Strategic Experimentation with Private Payoffs
Jérôme Renault, Eilon Solan, Nicolas Vieille
TL;DR
This paper extends strategic experimentation in exponential-bandit settings to environments with privately observed payoffs, revealing an encouragement mechanism that raises equilibrium exploration relative to public-outcome benchmarks. It develops a rigorous framework of Nash and sequential equilibria, introduces the encouragement cut-off hat p, and establishes that, in pure reasonable equilibria, the final amount of exploration is at least social optimal up to a small additive gap and at most a constant-factor above it.
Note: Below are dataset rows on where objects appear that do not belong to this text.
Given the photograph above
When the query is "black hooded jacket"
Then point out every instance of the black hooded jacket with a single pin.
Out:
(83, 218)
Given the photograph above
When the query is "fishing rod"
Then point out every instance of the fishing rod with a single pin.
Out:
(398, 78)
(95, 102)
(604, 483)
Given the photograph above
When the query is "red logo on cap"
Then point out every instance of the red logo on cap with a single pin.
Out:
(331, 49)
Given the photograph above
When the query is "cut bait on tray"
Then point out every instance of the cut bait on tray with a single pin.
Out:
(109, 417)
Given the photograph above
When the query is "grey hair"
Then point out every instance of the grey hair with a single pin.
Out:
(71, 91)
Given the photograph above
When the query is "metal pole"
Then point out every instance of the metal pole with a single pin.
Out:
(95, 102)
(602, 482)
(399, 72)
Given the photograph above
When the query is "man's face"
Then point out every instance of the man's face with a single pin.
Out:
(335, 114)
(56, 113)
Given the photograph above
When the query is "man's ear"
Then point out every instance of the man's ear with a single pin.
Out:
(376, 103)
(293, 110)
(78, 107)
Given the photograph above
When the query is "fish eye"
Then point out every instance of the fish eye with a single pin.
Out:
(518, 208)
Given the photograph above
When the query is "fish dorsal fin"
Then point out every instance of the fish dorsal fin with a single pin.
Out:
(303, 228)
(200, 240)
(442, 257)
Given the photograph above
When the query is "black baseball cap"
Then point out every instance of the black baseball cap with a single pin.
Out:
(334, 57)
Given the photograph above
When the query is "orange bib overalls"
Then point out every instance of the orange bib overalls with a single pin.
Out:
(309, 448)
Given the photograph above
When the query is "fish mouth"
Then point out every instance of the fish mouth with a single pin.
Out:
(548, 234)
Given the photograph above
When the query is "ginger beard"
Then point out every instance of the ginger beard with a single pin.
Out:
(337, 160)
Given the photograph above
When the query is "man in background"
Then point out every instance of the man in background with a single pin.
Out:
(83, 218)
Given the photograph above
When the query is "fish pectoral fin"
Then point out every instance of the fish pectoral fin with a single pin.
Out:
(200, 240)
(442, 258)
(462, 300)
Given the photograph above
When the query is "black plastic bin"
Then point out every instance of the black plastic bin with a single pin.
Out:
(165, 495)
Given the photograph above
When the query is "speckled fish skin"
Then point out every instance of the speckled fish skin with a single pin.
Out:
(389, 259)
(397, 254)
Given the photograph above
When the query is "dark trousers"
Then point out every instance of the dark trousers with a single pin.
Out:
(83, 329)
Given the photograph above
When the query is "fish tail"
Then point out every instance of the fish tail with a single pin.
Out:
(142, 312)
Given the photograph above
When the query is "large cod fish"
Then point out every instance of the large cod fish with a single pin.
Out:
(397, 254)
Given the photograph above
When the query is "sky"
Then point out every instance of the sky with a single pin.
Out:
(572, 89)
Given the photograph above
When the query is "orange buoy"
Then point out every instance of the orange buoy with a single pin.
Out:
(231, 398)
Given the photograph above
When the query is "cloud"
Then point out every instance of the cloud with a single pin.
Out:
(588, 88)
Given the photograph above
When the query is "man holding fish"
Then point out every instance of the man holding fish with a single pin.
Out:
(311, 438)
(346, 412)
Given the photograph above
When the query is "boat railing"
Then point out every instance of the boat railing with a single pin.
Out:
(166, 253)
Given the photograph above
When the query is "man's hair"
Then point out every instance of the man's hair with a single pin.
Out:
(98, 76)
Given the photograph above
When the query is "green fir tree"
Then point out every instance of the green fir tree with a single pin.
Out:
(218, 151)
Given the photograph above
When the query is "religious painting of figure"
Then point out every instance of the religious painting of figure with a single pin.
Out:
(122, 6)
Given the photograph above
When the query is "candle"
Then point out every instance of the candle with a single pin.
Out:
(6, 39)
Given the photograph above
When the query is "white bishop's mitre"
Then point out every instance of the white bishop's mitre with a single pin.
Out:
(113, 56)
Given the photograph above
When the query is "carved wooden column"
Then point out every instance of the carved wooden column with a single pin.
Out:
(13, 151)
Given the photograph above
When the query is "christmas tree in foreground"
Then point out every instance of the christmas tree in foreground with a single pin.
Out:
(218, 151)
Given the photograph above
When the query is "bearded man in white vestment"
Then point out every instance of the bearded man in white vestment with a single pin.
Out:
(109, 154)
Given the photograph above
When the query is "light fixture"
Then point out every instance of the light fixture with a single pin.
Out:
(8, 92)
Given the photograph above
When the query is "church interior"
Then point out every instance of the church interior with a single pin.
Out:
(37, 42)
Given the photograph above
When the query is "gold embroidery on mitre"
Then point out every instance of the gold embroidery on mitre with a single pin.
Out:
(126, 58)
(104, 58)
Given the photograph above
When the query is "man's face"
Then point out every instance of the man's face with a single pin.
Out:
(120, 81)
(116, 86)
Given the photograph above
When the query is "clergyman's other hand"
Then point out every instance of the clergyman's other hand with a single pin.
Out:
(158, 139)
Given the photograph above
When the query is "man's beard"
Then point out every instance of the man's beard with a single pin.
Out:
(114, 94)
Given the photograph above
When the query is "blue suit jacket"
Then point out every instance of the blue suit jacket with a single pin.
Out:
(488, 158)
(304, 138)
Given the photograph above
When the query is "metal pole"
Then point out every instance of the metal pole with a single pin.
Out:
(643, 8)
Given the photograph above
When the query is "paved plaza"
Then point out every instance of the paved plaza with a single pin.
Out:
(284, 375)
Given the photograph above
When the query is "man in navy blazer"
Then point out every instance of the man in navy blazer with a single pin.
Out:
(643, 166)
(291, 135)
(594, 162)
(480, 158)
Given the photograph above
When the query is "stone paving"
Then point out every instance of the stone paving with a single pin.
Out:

The analysis yields sharp bounds on over-experimentation and highlights the possibility of significant, yet bounded, over-experimentation under private payoffs; it also clarifies when pure reasonable SE exist or fail and why refinements are necessary. Collectively, the results provide foundational limits on information-driven experimentation and offer a detailed understanding of how private information reshapes strategic learning and welfare in dynamic environments.
Abstract
We study a strategic experimentation game with exponential bandits, in which experiment outcomes are private. The equilibrium amount of experimentation is always higher than in the benchmark case where experiment outcomes are publicly observed. In addition, for pure equilibria, the equilibrium amount of experimentation is at least socially optimal, and possibly higher. We provide a tight bound on the degree of over-experimentation. The analysis rests on a new form of encouragement effect, according to which a player may hide the absence of a success to encourage future experimentation by the other player, which incentivizes current experimentation.